Women are significantly more likely than men to give to almost every type of charitable cause and are equally likely to support the rest, after controlling for education, income and other factors that influence giving, according to new research from the Women’s Philanthropy Institute (WPI) at the Center on Philanthropy at Indiana University.
The findings were unveiled December 7 at the TED Women 2010 conference.
In Causes Women Support, WPI director Debra Mesch examined whether differences exist between male and female single-headed households across 11 types of charitable causes. Her study found that women’s likelihood of giving exceeded that for men in eight of the 11 causes: religious institutions; organizations that help the needy; combined purposes (such as community foundations); health care and medical research, education, youth and family, community and international organizations.

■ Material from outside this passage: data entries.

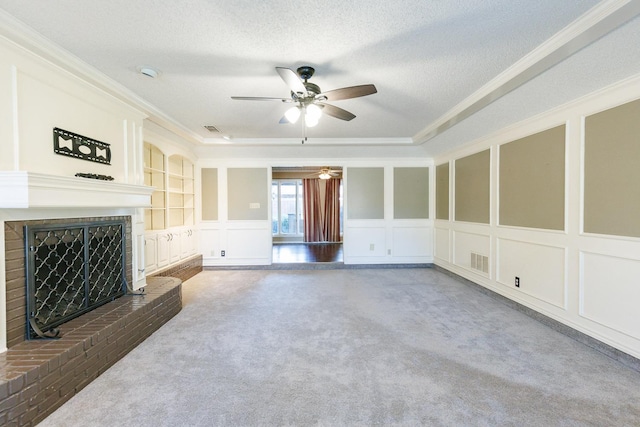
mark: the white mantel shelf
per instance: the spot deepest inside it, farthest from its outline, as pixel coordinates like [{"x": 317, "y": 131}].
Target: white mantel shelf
[{"x": 24, "y": 190}]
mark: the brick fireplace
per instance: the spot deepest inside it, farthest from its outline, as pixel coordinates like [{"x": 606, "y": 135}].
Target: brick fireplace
[
  {"x": 39, "y": 375},
  {"x": 15, "y": 270}
]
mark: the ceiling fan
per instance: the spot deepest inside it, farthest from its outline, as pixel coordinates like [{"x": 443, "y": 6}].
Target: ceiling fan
[
  {"x": 327, "y": 173},
  {"x": 309, "y": 99}
]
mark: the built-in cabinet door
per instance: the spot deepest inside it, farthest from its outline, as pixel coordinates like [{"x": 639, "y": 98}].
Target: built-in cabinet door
[
  {"x": 150, "y": 252},
  {"x": 163, "y": 249},
  {"x": 174, "y": 247}
]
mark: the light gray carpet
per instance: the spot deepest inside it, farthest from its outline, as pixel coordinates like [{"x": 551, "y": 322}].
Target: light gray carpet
[{"x": 354, "y": 347}]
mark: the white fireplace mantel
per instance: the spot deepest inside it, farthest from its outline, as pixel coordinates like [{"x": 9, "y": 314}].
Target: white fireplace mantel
[{"x": 23, "y": 190}]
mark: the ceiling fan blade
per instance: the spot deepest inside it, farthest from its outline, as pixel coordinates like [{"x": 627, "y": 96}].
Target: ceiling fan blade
[
  {"x": 284, "y": 121},
  {"x": 336, "y": 112},
  {"x": 292, "y": 80},
  {"x": 260, "y": 98},
  {"x": 347, "y": 92}
]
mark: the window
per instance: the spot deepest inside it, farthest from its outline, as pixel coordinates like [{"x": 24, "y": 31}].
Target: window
[{"x": 286, "y": 205}]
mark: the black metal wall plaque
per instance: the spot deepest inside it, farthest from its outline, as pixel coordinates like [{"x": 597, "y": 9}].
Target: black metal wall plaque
[{"x": 71, "y": 144}]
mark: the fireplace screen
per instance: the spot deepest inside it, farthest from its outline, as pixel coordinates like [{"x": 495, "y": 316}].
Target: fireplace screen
[{"x": 71, "y": 269}]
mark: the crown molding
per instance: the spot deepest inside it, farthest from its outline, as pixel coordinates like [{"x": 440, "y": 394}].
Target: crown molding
[
  {"x": 310, "y": 141},
  {"x": 600, "y": 20}
]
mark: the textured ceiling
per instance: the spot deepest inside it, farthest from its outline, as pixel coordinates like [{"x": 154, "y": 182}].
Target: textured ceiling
[{"x": 425, "y": 57}]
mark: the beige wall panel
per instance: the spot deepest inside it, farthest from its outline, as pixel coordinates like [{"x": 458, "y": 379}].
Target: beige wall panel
[
  {"x": 365, "y": 193},
  {"x": 247, "y": 193},
  {"x": 472, "y": 188},
  {"x": 411, "y": 193},
  {"x": 442, "y": 191},
  {"x": 532, "y": 180},
  {"x": 612, "y": 175},
  {"x": 209, "y": 194}
]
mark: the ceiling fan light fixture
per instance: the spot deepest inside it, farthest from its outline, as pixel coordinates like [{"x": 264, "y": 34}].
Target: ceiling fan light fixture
[{"x": 292, "y": 114}]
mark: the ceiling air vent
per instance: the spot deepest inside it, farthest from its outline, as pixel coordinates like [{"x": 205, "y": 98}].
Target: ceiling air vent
[{"x": 211, "y": 128}]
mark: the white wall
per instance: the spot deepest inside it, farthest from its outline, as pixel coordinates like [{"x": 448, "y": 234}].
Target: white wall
[
  {"x": 35, "y": 97},
  {"x": 586, "y": 281}
]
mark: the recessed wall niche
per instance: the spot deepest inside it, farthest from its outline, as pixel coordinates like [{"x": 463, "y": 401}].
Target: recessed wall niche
[
  {"x": 209, "y": 195},
  {"x": 531, "y": 179},
  {"x": 442, "y": 191},
  {"x": 247, "y": 193},
  {"x": 411, "y": 193},
  {"x": 611, "y": 172},
  {"x": 365, "y": 193},
  {"x": 472, "y": 179}
]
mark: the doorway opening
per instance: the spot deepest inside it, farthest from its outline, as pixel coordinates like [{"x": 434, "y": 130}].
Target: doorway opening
[{"x": 306, "y": 214}]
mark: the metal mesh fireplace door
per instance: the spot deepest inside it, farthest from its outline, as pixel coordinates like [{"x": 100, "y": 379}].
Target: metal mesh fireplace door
[{"x": 70, "y": 270}]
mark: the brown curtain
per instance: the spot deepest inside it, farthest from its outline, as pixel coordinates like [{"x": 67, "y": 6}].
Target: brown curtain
[
  {"x": 331, "y": 225},
  {"x": 312, "y": 210}
]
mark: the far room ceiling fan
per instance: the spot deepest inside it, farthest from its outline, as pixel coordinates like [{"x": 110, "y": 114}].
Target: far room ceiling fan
[
  {"x": 309, "y": 99},
  {"x": 327, "y": 173}
]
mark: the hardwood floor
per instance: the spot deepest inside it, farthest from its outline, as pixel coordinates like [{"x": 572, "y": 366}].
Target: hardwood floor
[{"x": 307, "y": 252}]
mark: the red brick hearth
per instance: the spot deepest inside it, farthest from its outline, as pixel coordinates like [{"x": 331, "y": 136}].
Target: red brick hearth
[{"x": 38, "y": 376}]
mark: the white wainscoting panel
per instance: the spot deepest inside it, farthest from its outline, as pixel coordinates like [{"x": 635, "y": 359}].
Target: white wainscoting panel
[
  {"x": 412, "y": 242},
  {"x": 442, "y": 244},
  {"x": 540, "y": 268},
  {"x": 610, "y": 292},
  {"x": 364, "y": 242},
  {"x": 248, "y": 245}
]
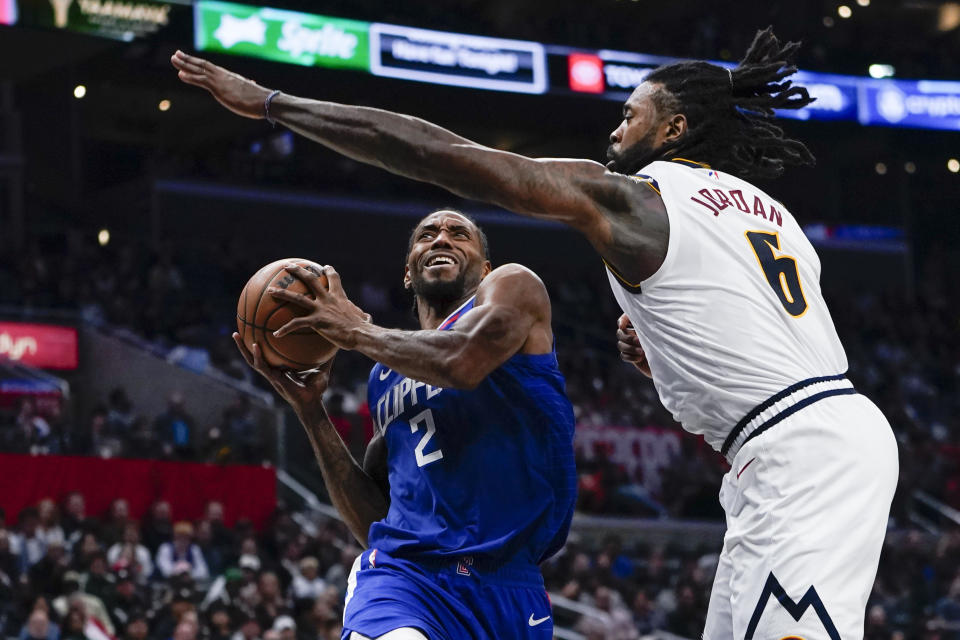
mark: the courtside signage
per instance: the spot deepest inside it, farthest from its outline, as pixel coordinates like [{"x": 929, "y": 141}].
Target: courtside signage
[
  {"x": 116, "y": 19},
  {"x": 929, "y": 104},
  {"x": 39, "y": 345},
  {"x": 456, "y": 59},
  {"x": 283, "y": 36}
]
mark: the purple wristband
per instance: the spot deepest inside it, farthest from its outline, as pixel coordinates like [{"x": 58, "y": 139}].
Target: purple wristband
[{"x": 266, "y": 106}]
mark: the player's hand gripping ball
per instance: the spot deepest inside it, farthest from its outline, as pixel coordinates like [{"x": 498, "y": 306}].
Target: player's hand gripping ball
[{"x": 259, "y": 314}]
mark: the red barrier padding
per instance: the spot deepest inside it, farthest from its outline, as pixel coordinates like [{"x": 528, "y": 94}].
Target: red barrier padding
[{"x": 245, "y": 491}]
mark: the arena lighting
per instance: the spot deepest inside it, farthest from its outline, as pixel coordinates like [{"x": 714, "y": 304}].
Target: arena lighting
[{"x": 881, "y": 71}]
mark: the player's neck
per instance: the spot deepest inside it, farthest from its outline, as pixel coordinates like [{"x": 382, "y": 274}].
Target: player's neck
[{"x": 432, "y": 313}]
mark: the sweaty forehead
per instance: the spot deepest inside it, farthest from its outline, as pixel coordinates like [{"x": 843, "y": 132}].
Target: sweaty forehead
[{"x": 445, "y": 219}]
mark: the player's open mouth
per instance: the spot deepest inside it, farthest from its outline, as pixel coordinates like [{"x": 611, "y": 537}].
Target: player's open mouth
[{"x": 440, "y": 260}]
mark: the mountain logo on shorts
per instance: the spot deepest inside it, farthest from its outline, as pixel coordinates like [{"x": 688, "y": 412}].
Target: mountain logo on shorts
[{"x": 796, "y": 609}]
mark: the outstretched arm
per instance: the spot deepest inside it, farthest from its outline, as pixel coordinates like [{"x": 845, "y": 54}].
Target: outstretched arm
[
  {"x": 581, "y": 193},
  {"x": 511, "y": 314},
  {"x": 360, "y": 494}
]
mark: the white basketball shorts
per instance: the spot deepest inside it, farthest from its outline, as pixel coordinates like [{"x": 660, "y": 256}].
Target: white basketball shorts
[{"x": 807, "y": 503}]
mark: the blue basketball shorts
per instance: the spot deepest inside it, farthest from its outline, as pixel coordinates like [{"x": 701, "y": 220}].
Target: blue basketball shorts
[{"x": 457, "y": 601}]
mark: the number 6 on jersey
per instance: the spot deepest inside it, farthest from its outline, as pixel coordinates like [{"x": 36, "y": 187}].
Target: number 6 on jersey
[{"x": 781, "y": 273}]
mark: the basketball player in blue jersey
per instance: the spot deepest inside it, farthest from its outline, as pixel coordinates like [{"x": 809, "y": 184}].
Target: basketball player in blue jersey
[
  {"x": 721, "y": 288},
  {"x": 469, "y": 482}
]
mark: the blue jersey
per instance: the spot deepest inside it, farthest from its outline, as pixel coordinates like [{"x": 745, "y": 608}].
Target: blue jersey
[{"x": 487, "y": 473}]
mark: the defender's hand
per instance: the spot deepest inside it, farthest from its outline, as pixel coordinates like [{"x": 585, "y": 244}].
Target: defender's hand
[
  {"x": 302, "y": 390},
  {"x": 331, "y": 313},
  {"x": 628, "y": 344},
  {"x": 242, "y": 96}
]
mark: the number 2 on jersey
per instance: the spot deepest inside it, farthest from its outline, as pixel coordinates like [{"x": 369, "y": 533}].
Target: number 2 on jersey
[
  {"x": 426, "y": 419},
  {"x": 781, "y": 272}
]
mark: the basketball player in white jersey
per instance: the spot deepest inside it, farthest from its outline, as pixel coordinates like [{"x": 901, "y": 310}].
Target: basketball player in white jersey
[{"x": 723, "y": 291}]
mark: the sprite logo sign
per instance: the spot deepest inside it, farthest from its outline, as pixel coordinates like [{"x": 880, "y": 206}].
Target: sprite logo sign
[{"x": 283, "y": 36}]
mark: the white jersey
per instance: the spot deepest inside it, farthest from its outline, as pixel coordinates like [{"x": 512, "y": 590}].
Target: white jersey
[{"x": 734, "y": 314}]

Women were as likely as men to give to arts and cultural organizations, environmental nonprofit groups and “other.”
“Clearly, gender matters in philanthropy,” Mesch said in a statement. “Women and men are both engaged, but their giving priorities are different. Additional research will help us better understand why women are more likely to give to certain types of organizations.”
The new findings are the second part of the Women Give 2010 report. “This new research affirms for individual women donors that they are part of a larger community of female philanthropists who share their passion and their desire to strengthen their hometowns and the world,” Lisa Witter, a member of the WPI Council and chief strategy officer for Fenton Communications, said in the statement.